RMD Open. 2018 Oct 25;4(2):e000721. doi: 10.1136/rmdopen-2018-000721. eCollection 2018.
To identify predictors of remission and disease activity patterns in patients with rheumatoid arthritis (RA) using individual participant data (IPD) from clinical trials.
Phase II and III clinical trials completed between 2002 and 2012 were identified by systematic literature review and contact with UK market authorisation holders. Anonymised baseline and follow-up IPD from were amalgamated. Multiple imputation was used to handle missing outcome and covariate information. Random effects logistic regression was used to identify predictors of remission, measured by the Disease Activity Score 28 (DAS28) at 6 months. Novel latent class mixed models characterised DAS28 over time.

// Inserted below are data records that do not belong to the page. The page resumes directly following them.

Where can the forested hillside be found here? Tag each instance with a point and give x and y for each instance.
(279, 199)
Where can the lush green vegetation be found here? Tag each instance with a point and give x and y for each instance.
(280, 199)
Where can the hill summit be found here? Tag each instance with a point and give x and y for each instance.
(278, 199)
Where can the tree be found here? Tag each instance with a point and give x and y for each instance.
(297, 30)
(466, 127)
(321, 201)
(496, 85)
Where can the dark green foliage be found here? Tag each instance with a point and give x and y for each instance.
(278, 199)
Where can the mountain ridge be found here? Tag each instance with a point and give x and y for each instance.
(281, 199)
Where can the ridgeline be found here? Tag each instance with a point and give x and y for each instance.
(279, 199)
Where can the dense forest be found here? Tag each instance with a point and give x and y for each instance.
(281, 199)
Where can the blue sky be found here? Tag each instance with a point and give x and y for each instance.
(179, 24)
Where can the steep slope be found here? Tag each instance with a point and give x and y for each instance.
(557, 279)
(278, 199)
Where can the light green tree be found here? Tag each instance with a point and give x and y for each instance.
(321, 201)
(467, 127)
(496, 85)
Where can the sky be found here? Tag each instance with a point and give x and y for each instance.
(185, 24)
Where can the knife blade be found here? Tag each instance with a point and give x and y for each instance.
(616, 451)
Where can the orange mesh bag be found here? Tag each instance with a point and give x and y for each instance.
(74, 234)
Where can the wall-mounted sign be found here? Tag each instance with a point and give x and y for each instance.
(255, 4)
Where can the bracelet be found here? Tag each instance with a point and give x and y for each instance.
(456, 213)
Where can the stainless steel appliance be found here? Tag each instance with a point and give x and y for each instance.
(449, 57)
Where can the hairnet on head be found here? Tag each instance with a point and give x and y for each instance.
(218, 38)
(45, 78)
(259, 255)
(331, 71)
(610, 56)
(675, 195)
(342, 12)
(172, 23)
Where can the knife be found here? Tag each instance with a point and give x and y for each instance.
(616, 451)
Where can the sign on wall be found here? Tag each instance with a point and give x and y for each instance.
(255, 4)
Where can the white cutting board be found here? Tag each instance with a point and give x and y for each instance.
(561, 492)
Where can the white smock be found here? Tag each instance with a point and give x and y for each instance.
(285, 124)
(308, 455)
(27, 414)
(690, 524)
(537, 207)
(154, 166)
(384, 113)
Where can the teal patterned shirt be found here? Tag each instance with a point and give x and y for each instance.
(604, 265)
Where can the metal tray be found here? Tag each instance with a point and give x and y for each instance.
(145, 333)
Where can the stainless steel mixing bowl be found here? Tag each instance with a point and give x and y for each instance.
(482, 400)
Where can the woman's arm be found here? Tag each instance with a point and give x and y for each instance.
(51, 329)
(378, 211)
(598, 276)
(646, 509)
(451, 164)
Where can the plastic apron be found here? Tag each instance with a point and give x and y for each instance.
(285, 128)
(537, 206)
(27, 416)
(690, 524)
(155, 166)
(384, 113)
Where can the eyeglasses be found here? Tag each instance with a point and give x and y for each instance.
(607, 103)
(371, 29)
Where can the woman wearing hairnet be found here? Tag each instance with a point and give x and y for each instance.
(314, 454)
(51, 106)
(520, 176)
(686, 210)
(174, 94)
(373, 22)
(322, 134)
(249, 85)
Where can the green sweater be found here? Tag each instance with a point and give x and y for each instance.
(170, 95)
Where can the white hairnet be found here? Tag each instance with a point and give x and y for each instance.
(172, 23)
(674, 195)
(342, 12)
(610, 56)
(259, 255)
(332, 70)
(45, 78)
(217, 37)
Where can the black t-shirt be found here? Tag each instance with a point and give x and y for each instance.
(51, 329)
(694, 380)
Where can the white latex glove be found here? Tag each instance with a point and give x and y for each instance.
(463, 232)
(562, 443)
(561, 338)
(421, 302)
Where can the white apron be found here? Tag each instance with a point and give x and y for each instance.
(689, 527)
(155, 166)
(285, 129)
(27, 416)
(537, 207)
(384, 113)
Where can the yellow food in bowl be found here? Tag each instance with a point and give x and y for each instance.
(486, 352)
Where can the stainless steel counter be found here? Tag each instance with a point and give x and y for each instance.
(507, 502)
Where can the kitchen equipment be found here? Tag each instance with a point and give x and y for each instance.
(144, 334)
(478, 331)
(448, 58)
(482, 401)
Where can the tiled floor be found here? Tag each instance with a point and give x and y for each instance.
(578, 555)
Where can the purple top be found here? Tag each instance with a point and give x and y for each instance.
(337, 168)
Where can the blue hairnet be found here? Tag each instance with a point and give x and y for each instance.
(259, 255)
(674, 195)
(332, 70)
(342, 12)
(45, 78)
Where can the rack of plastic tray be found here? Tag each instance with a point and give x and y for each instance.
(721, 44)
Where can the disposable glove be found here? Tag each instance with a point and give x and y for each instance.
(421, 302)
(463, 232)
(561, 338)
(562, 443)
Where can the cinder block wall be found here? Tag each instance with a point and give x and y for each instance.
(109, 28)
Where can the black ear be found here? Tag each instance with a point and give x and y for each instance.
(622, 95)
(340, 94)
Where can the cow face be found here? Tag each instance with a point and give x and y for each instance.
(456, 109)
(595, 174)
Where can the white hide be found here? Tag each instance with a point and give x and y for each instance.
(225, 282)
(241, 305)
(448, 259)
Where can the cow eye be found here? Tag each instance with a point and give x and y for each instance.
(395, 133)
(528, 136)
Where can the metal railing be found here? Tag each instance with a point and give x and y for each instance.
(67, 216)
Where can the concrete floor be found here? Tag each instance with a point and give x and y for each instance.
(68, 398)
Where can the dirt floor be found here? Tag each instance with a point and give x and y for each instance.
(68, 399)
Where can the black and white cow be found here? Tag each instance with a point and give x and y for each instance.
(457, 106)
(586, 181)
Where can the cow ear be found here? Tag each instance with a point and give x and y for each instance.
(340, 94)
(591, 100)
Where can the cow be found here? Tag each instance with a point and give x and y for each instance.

IPD of 3290 participants from 18 trials were included. Of these participants, 92% received methotrexate (MTX). Remission rates were estimated at 8.4%(95%CI 7.4%to9.5%) overall, 17%(95%CI 14.8%to19.4%) for MTX-naïve patients with early RA and 3.2% (95% CI 2.4% to 4.3%) for those with prior MTX exposure at entry. In prior MTX-exposed patients, lower baseline DAS28 and MTX reinitiation were associated with remission. In MTX-naïve patients, being young, white, male, with better functional and mental health, lower baseline DAS28 and receiving concomitant glucocorticoids were associated with remission. Three DAS28 trajectory subpopulations were identified in MTX-naïve and MTX-exposed patients. A number of variables were associated with subpopulation membership and DAS28 levels within subpopulations.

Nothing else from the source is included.